Well, here it is. The Tiny Black Speck. The diagram shows how to tie it. I can’t say enough about this fly. First of all, I feel like I am letting the cat out of the bag …..but for our TU chapter members it’s worth it. They are a great group, and they WILL catch rising trout anywhere and all year long with this fly. This fly has caught some huge Browns for me on the Farmington River ….. even during a Hendrickson hatch with a size 24! Strange, but true. I started tying this fly when I started fly fishing. I tied it because it was easy to do. Over time, I made a few minor improvements to it. I noticed, time and time again, that I caught more trout with this simple fly than any of the other flies I carried. It has become my favorite. Of course you have to present it correctly, just like any other fly, or you won’t get the hits. Let’s start …….
MATERIALS. Hook: Scud size 18 thru 32, Thread: 8/0 black, Glue/cement: Any good grade head cement will do. I use Hard as Hull.
DIAGRAM #1. You can use hook sizes #18 down to #32 ….all tied the same way. The thread body can be made long and narrower on sizes 18 thru 22 ….to imitate a Dark Caddis, or football shaped like a Simuliam (black fly) for sizes 24 thru 32. The body is just thread, it should sink just under the film and the CDC feathers will be above the film.
DIAGRAM #2. Gather up a small amount of CDC feathers. You can use natural dun, dark or light dun. Sparse is BETTER for this pattern. Remember, it is supposed to be the wings of a fly, not a big dark clump above the body.
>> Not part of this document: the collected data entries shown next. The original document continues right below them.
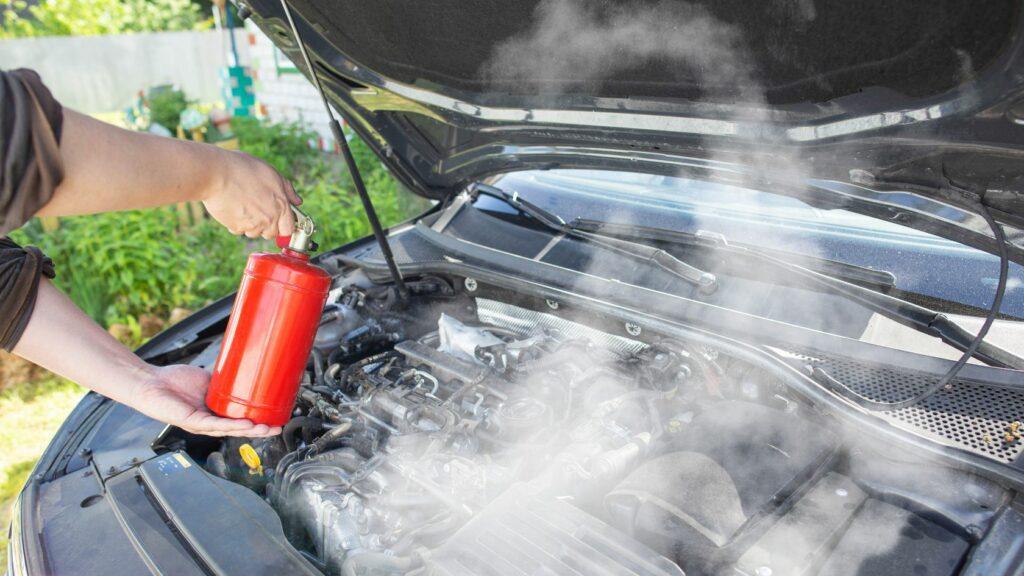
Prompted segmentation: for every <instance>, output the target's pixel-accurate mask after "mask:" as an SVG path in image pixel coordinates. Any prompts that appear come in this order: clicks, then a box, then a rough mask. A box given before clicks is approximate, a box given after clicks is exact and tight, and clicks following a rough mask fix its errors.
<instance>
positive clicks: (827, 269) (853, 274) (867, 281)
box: [568, 218, 896, 292]
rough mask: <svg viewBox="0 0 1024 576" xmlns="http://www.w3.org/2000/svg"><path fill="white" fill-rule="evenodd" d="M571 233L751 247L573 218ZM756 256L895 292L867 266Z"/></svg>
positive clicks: (768, 251) (823, 273)
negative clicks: (793, 265)
mask: <svg viewBox="0 0 1024 576" xmlns="http://www.w3.org/2000/svg"><path fill="white" fill-rule="evenodd" d="M568 225H569V227H571V228H573V229H574V230H579V231H586V232H592V233H597V234H602V235H611V236H618V237H630V238H637V239H643V240H654V241H659V242H671V243H674V244H676V243H687V244H694V243H696V244H700V245H702V246H703V245H707V244H712V245H715V246H718V245H728V246H741V247H750V246H748V245H745V244H737V243H733V242H730V241H729V240H728V239H726V238H725V236H724V235H721V234H719V233H716V232H707V231H703V230H699V231H697V232H696V233H695V234H691V233H687V232H676V231H672V230H665V229H656V228H647V227H641V225H634V224H628V223H622V222H605V221H602V220H594V219H590V218H575V219H573V220H572V221H571V222H569V224H568ZM756 250H758V251H759V252H764V253H766V254H771V255H773V256H776V257H778V258H780V259H783V260H786V261H792V259H793V258H798V259H799V260H800V265H802V266H804V268H807V269H809V270H813V271H815V272H820V273H822V274H824V275H826V276H830V277H833V278H839V279H841V280H846V281H847V282H853V283H855V284H861V285H868V286H874V287H877V288H879V289H881V290H883V291H887V292H888V291H889V290H892V289H894V288H896V275H894V274H893V273H891V272H889V271H886V270H876V269H871V268H867V266H862V265H858V264H852V263H849V262H843V261H840V260H831V259H828V258H822V257H820V256H810V255H806V254H794V253H791V252H786V251H784V250H774V249H771V248H756Z"/></svg>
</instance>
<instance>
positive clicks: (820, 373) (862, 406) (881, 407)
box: [811, 201, 1010, 412]
mask: <svg viewBox="0 0 1024 576" xmlns="http://www.w3.org/2000/svg"><path fill="white" fill-rule="evenodd" d="M975 207H976V209H977V212H978V213H979V214H980V215H981V216H982V217H984V218H985V221H986V222H987V223H988V227H989V229H991V231H992V236H994V238H995V244H996V246H998V249H999V281H998V284H996V286H995V296H993V297H992V305H991V306H990V307H989V310H988V314H987V315H986V316H985V322H984V323H983V324H982V325H981V329H979V330H978V333H977V334H976V335H975V336H974V339H973V340H971V344H970V345H968V347H967V349H965V351H964V354H963V355H962V356H961V358H959V360H957V361H956V362H955V363H954V364H953V365H952V366H951V367H950V368H949V370H948V371H946V373H945V375H943V376H942V377H941V378H939V379H938V380H937V381H935V382H934V383H932V384H929V385H928V386H926V387H925V389H923V390H922V392H920V393H918V394H914V395H913V396H910V397H909V398H906V399H904V400H900V401H897V402H880V401H878V400H871V399H869V398H866V397H864V396H863V395H861V394H859V393H857V392H856V390H854V389H852V388H850V386H848V385H846V384H845V383H843V382H841V381H839V380H837V379H836V378H834V377H833V376H831V375H829V374H828V373H827V372H825V371H824V370H822V369H821V368H820V367H818V366H813V367H812V368H811V377H813V378H815V379H816V380H818V381H819V382H822V383H824V384H825V385H826V386H828V387H829V388H830V389H831V390H833V392H835V393H837V394H839V395H840V396H842V397H843V398H845V399H847V400H849V401H850V402H853V403H854V404H856V405H857V406H860V407H861V408H864V409H865V410H868V411H871V412H890V411H893V410H902V409H903V408H907V407H910V406H913V405H914V404H918V403H919V402H922V401H923V400H925V399H927V398H929V397H931V396H932V395H934V394H935V393H937V392H939V390H940V389H942V388H944V387H945V386H946V385H947V384H948V383H950V382H952V380H953V378H955V377H956V374H957V373H958V372H959V371H961V368H964V365H965V364H967V361H968V360H971V358H973V357H974V353H975V352H976V351H977V349H978V346H980V345H981V343H982V342H983V341H984V340H985V335H987V334H988V329H989V328H991V327H992V323H993V322H994V321H995V317H996V316H998V314H999V308H1000V307H1001V306H1002V295H1004V294H1005V293H1006V291H1007V279H1008V277H1009V276H1010V251H1009V250H1008V249H1007V237H1006V233H1005V232H1004V230H1002V227H1001V225H999V223H998V222H996V221H995V218H993V217H992V214H991V212H989V211H988V208H987V207H986V206H985V205H984V204H983V203H982V202H980V201H979V202H977V203H975Z"/></svg>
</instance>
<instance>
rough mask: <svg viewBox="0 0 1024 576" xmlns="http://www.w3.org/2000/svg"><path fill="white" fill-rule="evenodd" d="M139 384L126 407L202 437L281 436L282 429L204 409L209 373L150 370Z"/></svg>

DIAGRAM #3. Place the ends on top and onto the small drop of cement. You need the glue to keep the feathers intact for a long time ….especially during hook removal of tiny hooks.
DIAGRAM #4. Cover up the ends of the feathers with thread in order to make the head. Tie off and spread a little cement to the head and underside to make it durable. Now put it aside to dry. If you rush, the feathers might pull out during the next step.
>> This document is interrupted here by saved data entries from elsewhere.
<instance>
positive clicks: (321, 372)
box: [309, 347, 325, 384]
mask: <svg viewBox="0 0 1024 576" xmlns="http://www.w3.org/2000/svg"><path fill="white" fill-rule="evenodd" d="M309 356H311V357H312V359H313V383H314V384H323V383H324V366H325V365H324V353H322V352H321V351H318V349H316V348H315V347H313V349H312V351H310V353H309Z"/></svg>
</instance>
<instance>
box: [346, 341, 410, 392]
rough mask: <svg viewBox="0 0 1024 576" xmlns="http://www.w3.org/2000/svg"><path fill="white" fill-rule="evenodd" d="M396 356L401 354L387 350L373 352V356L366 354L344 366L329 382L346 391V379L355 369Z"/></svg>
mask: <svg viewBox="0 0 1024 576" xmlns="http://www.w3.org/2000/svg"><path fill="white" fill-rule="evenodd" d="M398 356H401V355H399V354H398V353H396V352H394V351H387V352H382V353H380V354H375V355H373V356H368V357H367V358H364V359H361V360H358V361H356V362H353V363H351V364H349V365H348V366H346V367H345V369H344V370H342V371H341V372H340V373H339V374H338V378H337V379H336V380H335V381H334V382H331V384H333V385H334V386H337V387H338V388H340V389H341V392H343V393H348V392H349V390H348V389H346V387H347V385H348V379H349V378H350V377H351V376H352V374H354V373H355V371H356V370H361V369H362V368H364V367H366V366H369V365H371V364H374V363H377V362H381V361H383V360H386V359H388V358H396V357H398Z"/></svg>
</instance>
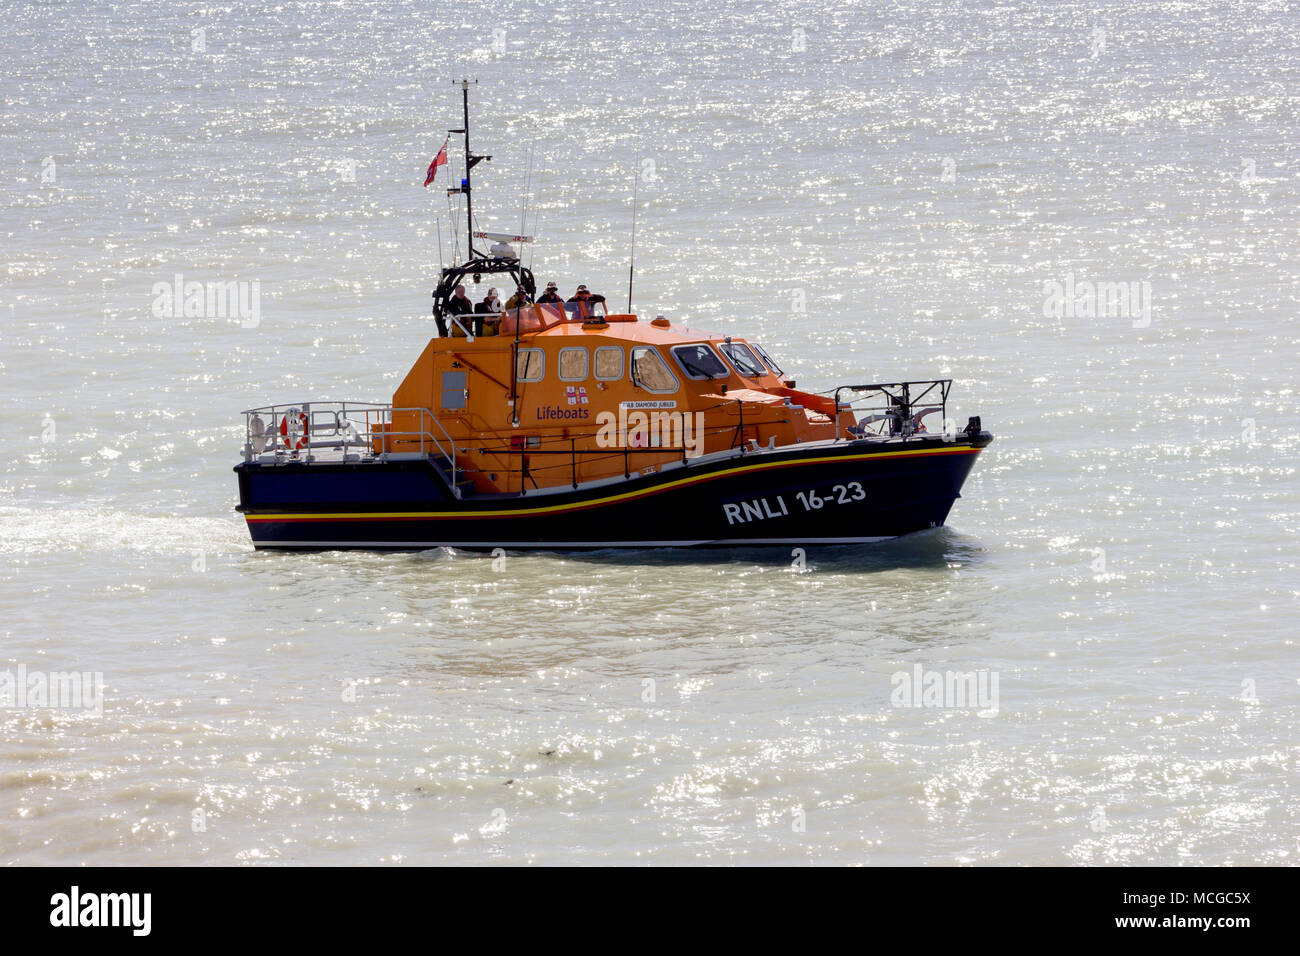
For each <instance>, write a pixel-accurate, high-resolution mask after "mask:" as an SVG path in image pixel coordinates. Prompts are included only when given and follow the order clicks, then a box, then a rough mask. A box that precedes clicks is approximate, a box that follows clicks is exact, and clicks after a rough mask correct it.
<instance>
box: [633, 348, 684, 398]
mask: <svg viewBox="0 0 1300 956" xmlns="http://www.w3.org/2000/svg"><path fill="white" fill-rule="evenodd" d="M630 369H632V384H633V385H640V386H641V388H643V389H645V390H646V392H659V393H668V392H676V390H677V376H675V375H673V373H672V369H669V368H668V364H667V363H666V362H664V360H663V356H662V355H659V350H658V349H651V347H649V346H638V347H637V349H633V350H632V362H630Z"/></svg>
DIAGRAM #5. Push the feathers forward to bend them. They will make the next step easier to do, and they will eventually lay down a little over the body just like a real bug.
DIAGRAM #6. This is the most important step. Trim the feathers like the dashed lines show. I leave them just a little on the long side to start, because they can always be trimmed on the water as conditions require. If the fish take the fly with more feather, then great. It will float better and you can see it much easier. Remember SPARSE is usually better. More times than not, the fly will need to be trimmed a little when on the water to get the hits. To make it sparser, trim the feathers on the approximate angle noted by the dashed lines, shortening the feathers toward the hook eye. You’ll know when you did it right because the trout will start to take it. This trimming thing is very easy once you do it a couple of times.
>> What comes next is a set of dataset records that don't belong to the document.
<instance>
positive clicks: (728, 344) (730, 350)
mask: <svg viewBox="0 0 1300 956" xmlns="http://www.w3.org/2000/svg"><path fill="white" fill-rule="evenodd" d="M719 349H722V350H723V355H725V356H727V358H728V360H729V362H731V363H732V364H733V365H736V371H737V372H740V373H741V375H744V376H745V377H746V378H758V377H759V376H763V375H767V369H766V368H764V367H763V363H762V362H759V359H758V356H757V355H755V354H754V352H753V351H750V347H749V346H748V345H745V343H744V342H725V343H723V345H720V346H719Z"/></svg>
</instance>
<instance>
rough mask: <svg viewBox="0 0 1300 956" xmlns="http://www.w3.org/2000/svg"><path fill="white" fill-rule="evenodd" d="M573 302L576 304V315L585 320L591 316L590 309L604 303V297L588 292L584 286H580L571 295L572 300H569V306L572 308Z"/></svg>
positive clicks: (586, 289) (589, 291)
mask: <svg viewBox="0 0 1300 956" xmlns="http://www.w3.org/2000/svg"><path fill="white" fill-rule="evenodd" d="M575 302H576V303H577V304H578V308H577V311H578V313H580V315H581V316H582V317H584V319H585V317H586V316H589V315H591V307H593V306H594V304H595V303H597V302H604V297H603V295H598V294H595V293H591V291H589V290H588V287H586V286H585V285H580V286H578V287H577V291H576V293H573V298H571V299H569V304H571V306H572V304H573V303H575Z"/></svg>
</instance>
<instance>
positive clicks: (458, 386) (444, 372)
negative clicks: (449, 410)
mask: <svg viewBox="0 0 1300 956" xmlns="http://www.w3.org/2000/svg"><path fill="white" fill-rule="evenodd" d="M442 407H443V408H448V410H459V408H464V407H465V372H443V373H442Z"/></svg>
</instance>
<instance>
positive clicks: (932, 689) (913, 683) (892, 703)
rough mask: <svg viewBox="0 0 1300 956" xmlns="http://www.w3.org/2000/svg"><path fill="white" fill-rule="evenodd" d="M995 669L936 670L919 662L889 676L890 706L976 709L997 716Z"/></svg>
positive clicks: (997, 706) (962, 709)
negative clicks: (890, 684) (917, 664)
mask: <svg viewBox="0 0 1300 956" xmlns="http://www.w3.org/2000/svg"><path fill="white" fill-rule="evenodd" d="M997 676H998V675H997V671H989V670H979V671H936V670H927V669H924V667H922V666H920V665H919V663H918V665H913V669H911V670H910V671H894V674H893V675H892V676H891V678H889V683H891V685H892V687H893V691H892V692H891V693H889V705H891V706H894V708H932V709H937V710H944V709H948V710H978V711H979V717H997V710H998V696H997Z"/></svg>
NOTES …………………. It is a good idea (for any CDC dry fly) to wet the CDC feathers before you make your first cast. I usually dip my fingers into the water and squeeze the feathers a couple of times. Wetting first will allow the CDC powder to stick to the feathers much better and the fly will float for a longer time. The BEST way to apply the powder to ANY emerger fly is to hold the fly between your fingers exposing the feathers ONLY. In this way the powder doesn’t get on the body. You want the body to be below the film and the feathers on top. To save CDC powder, trim the applicator brush to about an eighth of an inch. Stroke the CDC feathers forward, towards the front of the fly. This fluffs up the fly real good.